D. Universities, Federal Labs and Hubs
Longer-term U.S. innovation and leadership will require a reinvestment in the university and federal lab programs that enabled the U.S. to pioneer and dominate the rare earths industry during the Cold War. The Ames Laboratory pioneered most of the separation processes that industry used, and it worked closely with companies in encouraging the diffusion of processes and associated technical knowledge. Longer-term support for basic research in critical minerals could also facilitate materials innovation that would make substitution for some rare earth elements feasible or more attractive.
Again, these are challenges that the U.S. government was able to overcome in the past. In the 1950s, for example, the Pentagon needed titanium for the development of next-generation fighter jets, but defense contractors like Lockheed Martin struggled to properly make titanium usable in the aerospace industry. The titanium industry required technology at the same stage of the value chain as rare earths do currently.
As with rare earths in the 1940s and 1950s, the government looked to the universities and federal research to kickstart innovation. Throughout the 1950s, the U.S. government directly supported the Bureau of Mines Physical Metallurgy Laboratory College Park at the University of Maryland, resulting in a 1957 research paper that detailed the invention of the modern titanium electrode melting technology, which was monumental for titanium processing. Through government support, the industry took off within a decade of commencement. The government provided the R&D and the private sector took on innovation management. Costs fell 23 percent every time production doubled.

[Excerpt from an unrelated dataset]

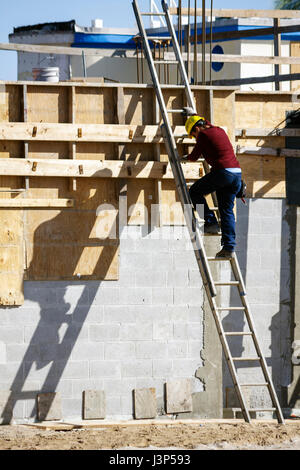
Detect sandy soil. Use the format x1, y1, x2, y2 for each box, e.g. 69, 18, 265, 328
0, 421, 300, 450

The United States could similarly support labs in Houston, a promising city for rare earths processing. If human capital is agglomerated in Houston, the city will have the talent to develop rare earth processing technologies in local chemical material labs, such as the University of Houston and Rice University’s Jones Lab. The Colorado School of Mines is another logical focus for government investment in developing expertise and training of future engineers. And, coming full circle, the federal government could revive and enhance support for the Critical Minerals Innovation Hub at Iowa State University, which not only has its own expertise, but works with other national laboratories in exploring a variety of approaches to the critical minerals gap with China.
The administration has done an excellent job prioritizing investments in rare earths projects, but another hurdle must be overcome to develop a sustainable U.S. supply chain. Developing baseline expertise in rare earths processing would be instrumental in ensuring that America eliminates this Achilles’ heel in its trade and defense strategy. Workforce capabilities must be developed in conjunction with current federal investments instead of at a separate time. Ultimately, it is the miners, engineers, and scientists who will determine whether the United States succeeds.